Delia L. Smith is an American lawyer who served as the United States attorney for the District Court of the Virgin Islands from May 2022 to April 2025. She was a Democratic candidate for Delegate to Congress in 2026 coming second to Janelle Sarauw.

==Education==

Smith received her Bachelor of Arts from the University of the Virgin Islands in 1993 and her Juris Doctor from the Texas Southern University School of Law in 1997.

==Career==

Smith served as a law clerk for Judge Ishmael Meyers on the United States Virgin Islands Superior Court from 1997 to 1999. From 1999 to 2005, she served as an assistant attorney general in the Office of the Attorney General for the Virgin Islands. From 2012 to 2014, she was detailed to work as a trial attorney in the United States Department of Justice's Office of International Affairs. From 2005 until her appointment as U.S. Attorney, she has served as an Assistant United States Attorney for the District of the Virgin Islands.
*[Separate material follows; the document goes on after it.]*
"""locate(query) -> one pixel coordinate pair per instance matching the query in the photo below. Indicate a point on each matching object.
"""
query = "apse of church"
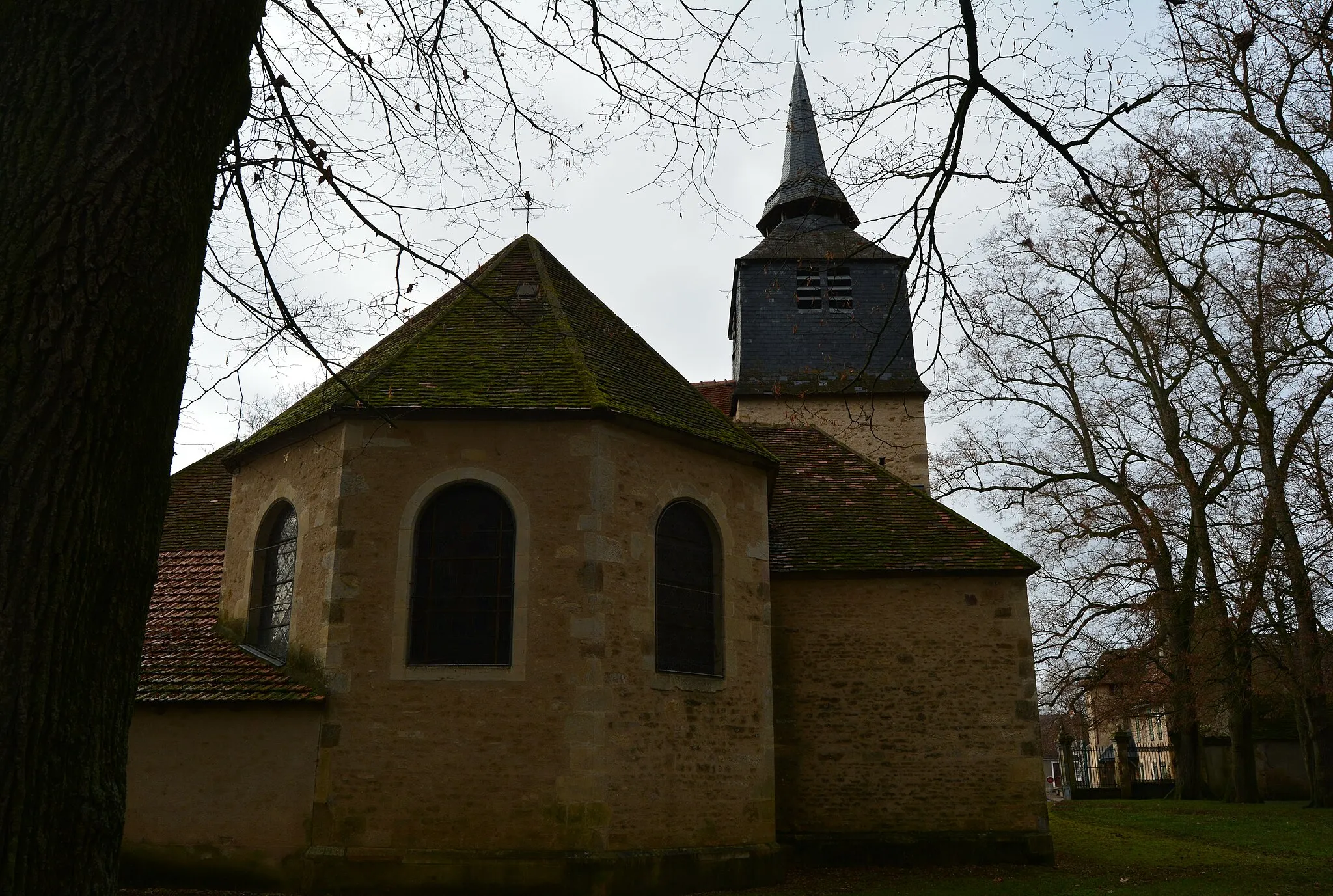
(531, 614)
=== U.S. attorney for the District of the Virgin Islands ===

On September 28, 2021, President Joe Biden nominated Smith to be the United States attorney for the District Court of the Virgin Islands. Smith was recommended to the White House by Delegate Stacey Plaskett. Her nomination was supported by Governor Albert Bryan Jr. On February 10, 2022, her nomination was reported out of committee by voice vote. On April 27, 2022, her nomination was confirmed in the Senate by voice vote. She assumed office in May 2022. She resigned on April 14, 2025.